I stand 3ft 5in and, at almost 25 years old, I have an insatiable appetite for fashion. My hunger for it is not sated by the commentary of trends and what is “in” or “out” this week, but I am fascinated by the way clothes make me feel and the image and personality they permit me to exhibit to others.
On a dreary Monday morning, when tiredness flows through my consciousness, I pull out a fitted blazer, a simple blouse, my most comfortable jeans and black leather boots from the children’s department and, instantaneously, my confidence is restored and my work ethic is focused. Clothes are a malleable armour, defending us from the elements, our own emotions and others’.
Gaining confidence through skilful choice of clothing was not something that happened overnight. It took time, tenacity and patience. It also required huge amounts of honesty and support from family and friends.
Hard to reach
Picture your favourite physical place to shop for clothing. What height and size are the mannequins? At what height are the rails, the lock on the door of the changing-room, the hook in the changing room to hang your clothes on, the customer services desk and the till? They are all out of reach for me.
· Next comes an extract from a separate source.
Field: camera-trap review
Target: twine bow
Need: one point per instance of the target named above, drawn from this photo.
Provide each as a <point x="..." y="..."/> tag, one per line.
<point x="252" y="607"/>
Going shopping for clothes is designed to be a pleasurable experience, escapism even, but it further highlights my lack of independence and the physical challenges I face when attempting to indulge in the pastime that gives me the most satisfaction.
Online shopping has alleviated some of this frustration, but the euphoria of leaving a shop having made a tangible purchase is not quite equalled by hearing the postman push a too-large parcel through the too-small letterbox.
Thankfully, the general public are incredibly kind, and throughout my life I have called on hundreds of bystanders to pass me down that leopard-print coat, a must-have pussy-bow blouse or an eccentric pair of sunglasses. Each request has been met with kindness and understanding, which I am incredibly grateful for.
However, my expertise in fashion was cultivated online, through commentary and questions on my blog, Minnie Mélange. It began as a platform for me to spare my siblings and parents the endless dining-room conversations about the workings of Burberry and the marketing brilliance of Victoria Beckham.
They supported my ambition to learn as much about fashion as I could, but there is only so much a parent can hear about the tortured brilliance of Alexander McQueen before they recommend that you find a friend or write your thoughts down. Through the internet and social media, I have managed to do both.
What once was a space for me to discuss topics such as whether a product or garment can be described as couture outside of Paris has transformed into an online platform for me to meet and interview the designers, editors, journalists and marketing executives who are the changemakers within the international fashion industry.
I am incredibly fortunate that these people agree to meet me. The learning and confidence I have acquired from these conversations is immeasurable.
Over the past decade, my confidence has grown and so too has the spectrum of my sartorial selections. Designers have embraced the creation of stylish clothes for celebrity children, and the high street has followed. Within my sizing of 9-10 years, I can now purchase a dress, slogan T-shirt or coat that mirrors a piece of typical womenswear. I can also purchase wedge and low-heeled Mary Jane shoes from many designer children’s collections, even at size 11. This has greatly benefited me but I am not naive to the ethical issues of designing clothes for younger people.
Shopping for clothes continues to be a physically difficult experience. I have seen some increase in the number of shops that provide an accessible dressing-room, but a gargantuan amount of work is yet to be done. I aspire to continue a conversation where industry leaders are challenged over what is deemed acceptable and accessible in fashion.
Clothes are not a frivolous subject, and the conversation around them should not be belittled. How we dress affects what we feel, what we do and who we are.